OK...since my last mod idea flopped, I found THIS.

This is a guaranteed Outbacker must have Mod.
















Steve


----------



## 7heaven (Jun 4, 2005)

Yeah, I'd never admit to drinking Miller Lite either.....


----------



## Thor (Apr 7, 2004)

Drinking beer in public is illegal







Since when









Thor


----------



## Moosegut (Sep 24, 2005)

I guess that means that in all future mod pictures I see, instead of a beer can on the counter, I'll see a soda can.
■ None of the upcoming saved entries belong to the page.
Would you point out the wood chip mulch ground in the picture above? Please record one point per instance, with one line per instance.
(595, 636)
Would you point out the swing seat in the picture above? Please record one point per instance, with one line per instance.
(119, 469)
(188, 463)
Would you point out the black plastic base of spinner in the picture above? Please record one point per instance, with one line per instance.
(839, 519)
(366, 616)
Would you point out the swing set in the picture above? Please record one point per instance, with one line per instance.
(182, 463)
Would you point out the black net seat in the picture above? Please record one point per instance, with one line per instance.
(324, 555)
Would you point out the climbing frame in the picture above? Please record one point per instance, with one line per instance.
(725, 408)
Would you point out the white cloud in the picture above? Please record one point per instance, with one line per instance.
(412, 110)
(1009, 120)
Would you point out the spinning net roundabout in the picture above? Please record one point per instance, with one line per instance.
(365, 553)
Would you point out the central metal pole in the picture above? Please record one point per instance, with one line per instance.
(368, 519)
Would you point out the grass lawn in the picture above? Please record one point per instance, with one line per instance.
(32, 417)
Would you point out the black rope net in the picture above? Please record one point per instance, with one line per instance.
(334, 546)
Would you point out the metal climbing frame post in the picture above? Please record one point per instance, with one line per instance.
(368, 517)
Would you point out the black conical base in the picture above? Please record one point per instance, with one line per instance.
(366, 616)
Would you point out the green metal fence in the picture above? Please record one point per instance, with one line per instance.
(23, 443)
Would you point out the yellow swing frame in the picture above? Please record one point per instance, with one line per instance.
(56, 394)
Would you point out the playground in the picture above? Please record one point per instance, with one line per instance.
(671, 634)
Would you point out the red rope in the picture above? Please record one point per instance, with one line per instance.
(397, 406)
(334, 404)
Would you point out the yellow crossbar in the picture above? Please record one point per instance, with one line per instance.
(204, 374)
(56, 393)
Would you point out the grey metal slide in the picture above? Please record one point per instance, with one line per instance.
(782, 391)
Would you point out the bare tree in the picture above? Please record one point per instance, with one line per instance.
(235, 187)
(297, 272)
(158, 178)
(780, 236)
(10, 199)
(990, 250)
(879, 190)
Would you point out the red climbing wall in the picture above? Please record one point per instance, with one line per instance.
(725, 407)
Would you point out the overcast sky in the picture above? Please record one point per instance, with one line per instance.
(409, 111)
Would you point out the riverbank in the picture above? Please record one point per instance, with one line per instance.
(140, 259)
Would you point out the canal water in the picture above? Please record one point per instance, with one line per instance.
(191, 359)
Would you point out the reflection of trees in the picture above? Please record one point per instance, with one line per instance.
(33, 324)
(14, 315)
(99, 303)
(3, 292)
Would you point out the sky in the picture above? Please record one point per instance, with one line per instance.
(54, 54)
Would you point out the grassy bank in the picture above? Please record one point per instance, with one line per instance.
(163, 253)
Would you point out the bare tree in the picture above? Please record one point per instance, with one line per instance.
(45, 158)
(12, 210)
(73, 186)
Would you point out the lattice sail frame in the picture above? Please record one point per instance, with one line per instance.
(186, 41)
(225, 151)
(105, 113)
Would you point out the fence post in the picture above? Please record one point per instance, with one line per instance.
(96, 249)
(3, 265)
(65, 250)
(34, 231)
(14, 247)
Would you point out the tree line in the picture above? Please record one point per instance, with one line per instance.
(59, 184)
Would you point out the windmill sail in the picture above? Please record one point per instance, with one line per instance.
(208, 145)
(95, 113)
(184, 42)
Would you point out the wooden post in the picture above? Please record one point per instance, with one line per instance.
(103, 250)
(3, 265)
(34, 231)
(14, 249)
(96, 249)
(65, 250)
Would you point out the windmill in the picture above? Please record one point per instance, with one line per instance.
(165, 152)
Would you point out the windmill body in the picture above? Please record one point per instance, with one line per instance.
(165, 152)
I'll never trust those pictures again.









Scott


----------



## wolfwood (Sep 19, 2005)

Nope ---- won't fit my Corona bottle


----------



## PDX_Doug (Nov 16, 2004)

A worthwhile mod, none the less!









Happy (hic!) Trails,
Doug


----------



## NDJollyMon (Aug 22, 2003)

I had that mod when I was 16 years old!

Mine was magnetic...and worked very well. Bad boy!


----------



## HootBob (Apr 26, 2004)

Its a shame most of my drinks come out of bottles









Don


----------



## Castle Rock Outbackers (Jan 18, 2004)

Thor said:


> Drinking beer in public is illegal
> 
> 
> 
> ...


...in all Texas State Parks for one. mswalt told me if the Ranger stops by, hide your drink quickly.

Randy


----------



## huntr70 (Jul 8, 2005)

There are actually quite a few towns, cities, etc that have open bottle laws also....this would eliminate the need to explain why you are carrying an open beer can around.....

Steve


----------



## huntr70 (Jul 8, 2005)

NDJollyMon said:


> I had that mod when I was 16 years old!
> 
> Mine was magnetic...and worked very well. Bad boy!
> [snapback]60338[/snapback]​


Yeah, I actually had a few of those magnetic ones too...the said "Caco-Calo" instead of Coca-Cola....Can't remember what the Pepsi one said.....

Steve


----------



## Devildog (Sep 8, 2005)

Nice mod Steve!


----------



## Oregon_Camper (Sep 13, 2004)

Castle Rock Outbackers said:


> Thor said:
> 
> 
> > Drinking beer in public is illegal
> ...


Just camp where there are no Rangers...


----------



## NDJollyMon (Aug 22, 2003)

If a Ranger stops by my site...he's there to drink anyway.


----------



## aplvlykat (Jan 25, 2004)

I was down at Bolsa Chica state beach a while back and found out the hard way where you can and can not drink. In this case if you are next to your Outback or TT and it is set up for camping it is OK to drink,I guess they consider it your house but don't do like I did and wonder on to the beach. Only ten foot difference and I had to dump a fresh cold one. Kirk


----------



## Oregon_Camper (Sep 13, 2004)

aplvlykat said:


> I was down at Bolsa Chica state beach a while back and found out the hard way where you can and can not drink. In this case if you are next to your Outback or TT and it is set up for camping it is OK to drink,I guess they consider it your house but don't do like I did and wonder on to the beach. Only ten foot difference and I had to dump a fresh cold one. Kirk
> [snapback]60989[/snapback]​


Uh...I would have taken 10 steps backwards and drank my beer vs. dumping it out.


----------



## Thor (Apr 7, 2004)

Oregon_Camper said:


> aplvlykat said:
> 
> 
> > I was down at Bolsa Chica state beach a while back and found out the hard way where you can and can not drink. In this case if you are next to your Outback or TT and it is set up for camping it is OK to drink,I guess they consider it your house but don't do like I did and wonder on to the beach. Only ten foot difference and I had to dump a fresh cold one. Kirk
> ...


Or just tilted my head back and inhaled it









Thor


----------